When i lied to myself

Posted by Cesar C. | 10:01 PM | 0 comments »


I Wrote this about a year ago but as time went by i changed it and this is what it ended up being like after recent stuff that happened to me. I Also posted this in my facebook and a lot of my friends reacted to it letting me know im doing good so far :) which makes me happy. alright here it goes:

well, I’ve been thinking about how my life has changed recently, I’ve been meeting tons of new people that I already consider my friends, I’ve been also having so much growth not only as a young man but also as a person and a human. I’ve been also experiencing new things like sharing love to people and finally leaving behind a lot of ghosts and thoughts. Many things have changed and I didn’t see when it happened exactly. Now I know they’re true all those things you hear about life changes in just a moment and you realize when it already happened.

i remember when I used to be confused about a lot of things that now are clear, I use to think " when am i going to be ready to overcome all this or that", or "everyone keeps saying there is always a light at the end of the tunnel but I just can’t see the end of it or ultimately maybe there’s no such at the end", and then I lied to myself believing I would never be ready and i would never be happy. And used to wonder why if I’m a good person, bad things just keep happening to me?.
That, and dealing with either personal, financial or family issues I reached the point where I isolated myself from people and personal relationships in a self-protecting attempt to not get hurt again. As a consequence became numb, lonely, bitter and out of touch..

That is how life is, it’s not easy but it is a fulfilling proof of god in many different ways that can be raw and painful as much as great and wonderful. and even when it's been "tough"...making the assumption that I know what tough is... now I’m happy to know and feel that I wouldn't change a single thing from everything that's happened "for bad or good" because now I know I am the young man that I am because of all that. See?
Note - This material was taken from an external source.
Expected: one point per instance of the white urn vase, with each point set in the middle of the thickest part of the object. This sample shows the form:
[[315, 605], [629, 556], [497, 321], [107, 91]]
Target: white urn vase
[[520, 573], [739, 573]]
Same old story, somebody who has problems that ends up realizing its all good but this is another thing I’ve been noticing over the past few days: all Christians live the same spiritual experiences that include our feelings but with different situations but all paths lead to the father.
Bad things are hard to understand when they happen, and I usually question the good that happens to me because I’m used to sudden-turned out-painful experiences, but that is just because of the way my life has been like, but I guess what I wanted to say is, life is a luxury we can't afford to waste. I finally feel like I have nothing left to say about it, nothing to complain about and nothing left unsaid because I got out of my system all that saddened me.

for me, I have discovered, that the first step to start overcoming things is being completely honest with god and tell him how i feel about the bad and good in my life and heart and how I believe I should feel, also pray for god to answer and let me know my path. All is a test in this life and there's nothing wrong in falling to the floor or feel bad when things don’t go the way we want. Like they say, the real challenge is how you get yourself up. we feel like that because by nature or unconsciously we want to be in control and when something turns out different than we want we usually think that something must be wrong, but gods will is always done.

Yeah ive read once on one of my friends wall the following which was written byt a man who i had come to admire even though ive been around him for just a little while. my friend Joe Packard. he wrote this:

"When your soul is sick, one of the symptoms is blindness. Bitterness, for instance, is like a cancer that makes you blind. I had allowed hurt to make my soul toxic. From my end, I was sure that I was just becoming a realist. In fact, I was desensitizing myself. Why risk being hurt more? I didn't realize I was becoming blind to love. I couldn't see the people around me who really cared. Their sincere efforts went unnoticed. If you had asked me then, I would have said they weren't there. I look back now and realize I just couldn't see them, but they were right in front of me the entire time. Bitterness turned to skepticism, which turned to cynicism, which turned to emptiness of my soul. Bitterness is the enemy of love because it makes you unforgiving and unwilling to give love unconditionally.It is the enemy of hope because you keep living in the past and become incapable of seeing a better future. It is the enemy of faith because you stop trusting in anyone but yourself."

and i find this very true. i lost control at some point of my life, but now im trying to get it back, maybe it wont happen in the few next days or weeks but what matters now is that i have god with me now and that is the real important thing. so for the first time i would say im moving forward. im not stuck or numb-frozen anymore nor hitting dead ends.